US 20110074639 A1
A device housing comprises a main body and a three-dimensional antenna. The main body defines an antenna region thereon. The three-dimensional antenna is a conductive ink coating and is formed on the antenna region of the main body.
1. A device housing, comprising:
a main body, the main body defining an antenna region thereon; and
a three-dimensional antenna, the three-dimensional antenna being a conductive ink coating formed on the antenna region of the main body.
2. The device housing as claimed in
3. The device housing as claimed in
4. The device housing as claimed in
5. The device housing as claimed in
6. The device housing as claimed in
7. A device housing, comprising:
a main body; and
a three-dimensional antenna, the three-dimensional antenna being a conductive ink coating formed on the main body by pad printing.
1. Technical Field
The present disclosure relates to device housings, especially to a device housing having a three-dimensional antenna formed thereon.
2. Description of Related Art
Antennas are critical for wireless communication of electronic devices (such as mobile phones, computers, PDAs, and so on).

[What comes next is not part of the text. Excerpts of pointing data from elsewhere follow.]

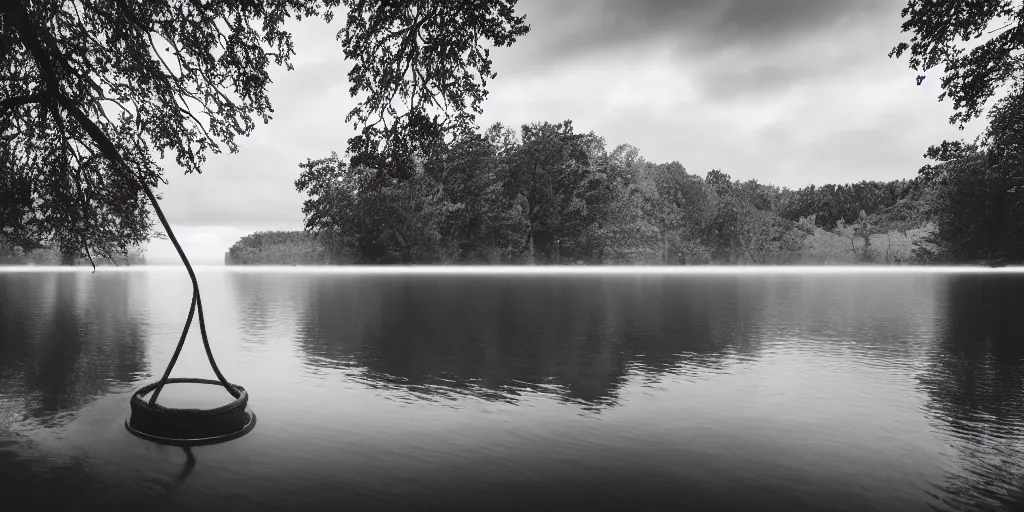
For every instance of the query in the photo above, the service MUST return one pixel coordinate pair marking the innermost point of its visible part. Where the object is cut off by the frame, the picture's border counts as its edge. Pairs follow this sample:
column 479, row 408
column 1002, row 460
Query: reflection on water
column 975, row 381
column 849, row 391
column 68, row 338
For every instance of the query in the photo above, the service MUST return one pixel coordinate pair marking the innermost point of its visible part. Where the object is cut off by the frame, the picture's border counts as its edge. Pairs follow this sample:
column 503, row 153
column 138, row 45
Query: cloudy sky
column 788, row 92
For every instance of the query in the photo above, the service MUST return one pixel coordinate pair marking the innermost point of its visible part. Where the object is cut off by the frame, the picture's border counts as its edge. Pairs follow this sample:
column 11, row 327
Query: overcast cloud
column 788, row 92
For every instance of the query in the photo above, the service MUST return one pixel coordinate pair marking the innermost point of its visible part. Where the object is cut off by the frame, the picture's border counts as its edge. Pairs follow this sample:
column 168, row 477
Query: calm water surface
column 847, row 391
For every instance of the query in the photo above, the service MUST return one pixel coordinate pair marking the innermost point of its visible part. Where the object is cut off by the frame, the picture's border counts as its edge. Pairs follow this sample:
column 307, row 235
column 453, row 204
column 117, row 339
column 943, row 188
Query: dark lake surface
column 742, row 390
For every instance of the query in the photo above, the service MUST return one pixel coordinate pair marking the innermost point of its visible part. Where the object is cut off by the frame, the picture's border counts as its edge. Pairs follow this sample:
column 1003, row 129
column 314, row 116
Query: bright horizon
column 798, row 93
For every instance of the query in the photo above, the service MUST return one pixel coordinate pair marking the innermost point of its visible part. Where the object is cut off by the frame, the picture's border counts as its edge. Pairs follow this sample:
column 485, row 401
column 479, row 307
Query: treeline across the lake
column 11, row 254
column 550, row 196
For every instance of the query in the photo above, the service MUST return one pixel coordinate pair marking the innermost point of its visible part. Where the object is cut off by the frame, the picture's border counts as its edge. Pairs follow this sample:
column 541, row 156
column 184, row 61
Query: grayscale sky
column 788, row 92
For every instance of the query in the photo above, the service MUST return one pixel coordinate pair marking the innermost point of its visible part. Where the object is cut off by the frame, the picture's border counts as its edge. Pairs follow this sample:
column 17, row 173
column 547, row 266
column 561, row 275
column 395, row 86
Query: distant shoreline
column 538, row 269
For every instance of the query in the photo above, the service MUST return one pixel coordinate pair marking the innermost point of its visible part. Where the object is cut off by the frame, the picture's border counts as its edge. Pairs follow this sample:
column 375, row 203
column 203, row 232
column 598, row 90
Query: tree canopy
column 82, row 81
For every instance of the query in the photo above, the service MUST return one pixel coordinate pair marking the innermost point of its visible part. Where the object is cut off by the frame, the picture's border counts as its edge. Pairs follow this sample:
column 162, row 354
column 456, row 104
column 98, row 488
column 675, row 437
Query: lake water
column 699, row 391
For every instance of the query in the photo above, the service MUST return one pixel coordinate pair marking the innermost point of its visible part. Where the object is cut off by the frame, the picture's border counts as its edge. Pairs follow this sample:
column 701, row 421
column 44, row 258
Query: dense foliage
column 550, row 195
column 87, row 83
column 280, row 248
column 976, row 190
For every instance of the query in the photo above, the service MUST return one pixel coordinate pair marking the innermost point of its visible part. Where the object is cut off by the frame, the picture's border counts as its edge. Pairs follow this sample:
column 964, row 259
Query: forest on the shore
column 420, row 182
column 551, row 196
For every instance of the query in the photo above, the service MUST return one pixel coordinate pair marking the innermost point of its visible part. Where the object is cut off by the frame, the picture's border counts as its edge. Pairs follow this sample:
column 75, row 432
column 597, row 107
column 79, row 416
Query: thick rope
column 107, row 146
column 197, row 302
column 16, row 14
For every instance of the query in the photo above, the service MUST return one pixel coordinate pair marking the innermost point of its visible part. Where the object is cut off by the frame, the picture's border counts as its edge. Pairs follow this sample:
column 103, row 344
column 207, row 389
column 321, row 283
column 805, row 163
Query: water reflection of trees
column 498, row 336
column 65, row 339
column 975, row 380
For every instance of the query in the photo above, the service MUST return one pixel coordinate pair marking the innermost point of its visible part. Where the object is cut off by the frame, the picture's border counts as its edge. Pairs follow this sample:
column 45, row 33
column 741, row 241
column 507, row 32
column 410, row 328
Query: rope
column 108, row 147
column 197, row 302
column 16, row 13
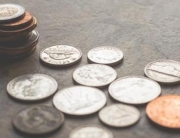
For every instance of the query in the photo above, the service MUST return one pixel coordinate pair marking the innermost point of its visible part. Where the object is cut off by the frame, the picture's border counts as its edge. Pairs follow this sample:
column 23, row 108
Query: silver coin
column 32, row 87
column 60, row 55
column 164, row 71
column 119, row 115
column 91, row 131
column 105, row 55
column 79, row 100
column 38, row 120
column 95, row 75
column 10, row 12
column 134, row 90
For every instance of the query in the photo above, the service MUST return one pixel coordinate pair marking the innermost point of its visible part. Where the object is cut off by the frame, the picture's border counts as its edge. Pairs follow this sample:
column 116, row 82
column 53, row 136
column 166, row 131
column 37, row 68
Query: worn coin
column 38, row 120
column 105, row 55
column 60, row 55
column 134, row 90
column 165, row 111
column 164, row 71
column 79, row 100
column 95, row 75
column 9, row 12
column 91, row 131
column 119, row 115
column 32, row 87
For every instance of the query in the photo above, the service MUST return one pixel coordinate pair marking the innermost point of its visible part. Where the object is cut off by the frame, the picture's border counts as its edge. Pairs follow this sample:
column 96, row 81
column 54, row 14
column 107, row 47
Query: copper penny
column 165, row 111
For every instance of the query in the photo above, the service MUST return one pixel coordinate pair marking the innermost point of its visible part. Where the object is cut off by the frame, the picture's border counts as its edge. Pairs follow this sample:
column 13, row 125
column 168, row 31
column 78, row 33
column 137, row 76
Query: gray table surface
column 145, row 30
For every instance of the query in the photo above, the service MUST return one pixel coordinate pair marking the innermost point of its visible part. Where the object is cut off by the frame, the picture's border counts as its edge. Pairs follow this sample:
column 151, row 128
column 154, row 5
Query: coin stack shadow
column 18, row 39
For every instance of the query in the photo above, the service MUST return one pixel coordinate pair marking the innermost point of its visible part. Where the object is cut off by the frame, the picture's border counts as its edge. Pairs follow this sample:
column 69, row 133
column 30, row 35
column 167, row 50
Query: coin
column 95, row 75
column 91, row 131
column 164, row 71
column 9, row 12
column 119, row 115
column 105, row 55
column 165, row 111
column 38, row 120
column 60, row 55
column 79, row 100
column 32, row 87
column 134, row 90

The antenna may be a thin metal piece mounted to a support member, and attached to a device's housing. To save space, weight, and money, the antenna may be directly attached to the housing without the support member. However, the antenna, especially the antenna in three-dimensional form mounted without a support member is prone to damage during manufacturing. To solve this problem, a printable antenna is used by printing a conductive ink coating on the housing. However, the conductive ink can be difficult to print on the housing especially when trying to form a three-dimensional antenna, which may be preferred in some applications than two-dimensional antenna.
Therefore, there is room for improvement within the art.
Many aspects of the device housing can be better understood with reference to the following figures. The components in the figures are not necessarily drawn to scale, the emphasis instead being placed upon clearly illustrating the principles of the device housing. Moreover, in the drawings like reference numerals designate corresponding parts throughout the several views.
The main body 11 may be molded of a moldable plastic. The moldable plastic may be one or more materials selected from a group consisting of polypropylene (PP), polyamide (PA), polycarbonate (PC), polyethylene terephthalate (PET), and polymethyl methacrylate (PMMA). The main body 11 may define an antenna region 111 on the exterior surface. The antenna region 111 has substantially the same shape as the three-dimensional antenna 13.
The three-dimensional antenna 13 may be a conductive ink coating deposited by pad printing using a pad printing machine. The three-dimensional antenna 13 may have a thickness of about 8-10 μm, and has a resistivity of no more than about 0.005Ω/μm2.
The pad printing machine may include a plurality of silicone pads and a printing plate. The printing plate defines an etched area corresponding to the three-dimensional antenna 13. The etched area is filled with conductive ink. During printing, the silicone pads of the pad printing machine are pressed down onto the printing plate to transfer the conductive ink from the etched area onto the silicone pads. The silicone pads are pressed down onto the antenna region 111 of the main body 11 forming the three-dimensional antenna 13. After printing, the main body 11 is heated in an oven to solidify the three-dimensional antenna 13.
The conductive ink for the three-dimensional antenna 13 contains a conductive component, such as silver powder, copper powder, or a mixture of the silver powder and copper powder. The conductive ink may further contain hardening agents and additives. The additives may contain pigment and surface adjusting agents.
The exemplary pad printed three-dimensional antenna 13 can be easily produced in large numbers compared to the metal three-dimensional antennas. Furthermore, the exemplary three-dimensional antenna 13 can be designed in many suitable shapes according to frequencies to be used.
It should be understood, however, that even though numerous characteristics and advantages of the present embodiments have been set forth in the foregoing description, together with details of the structures and functions of the embodiments, the disclosure is illustrative only, and changes may be made in detail, especially in matters of shape, size, and arrangement of parts within the principles of the invention to the full extent indicated by the broad general meaning of the terms in which the appended claims are expressed.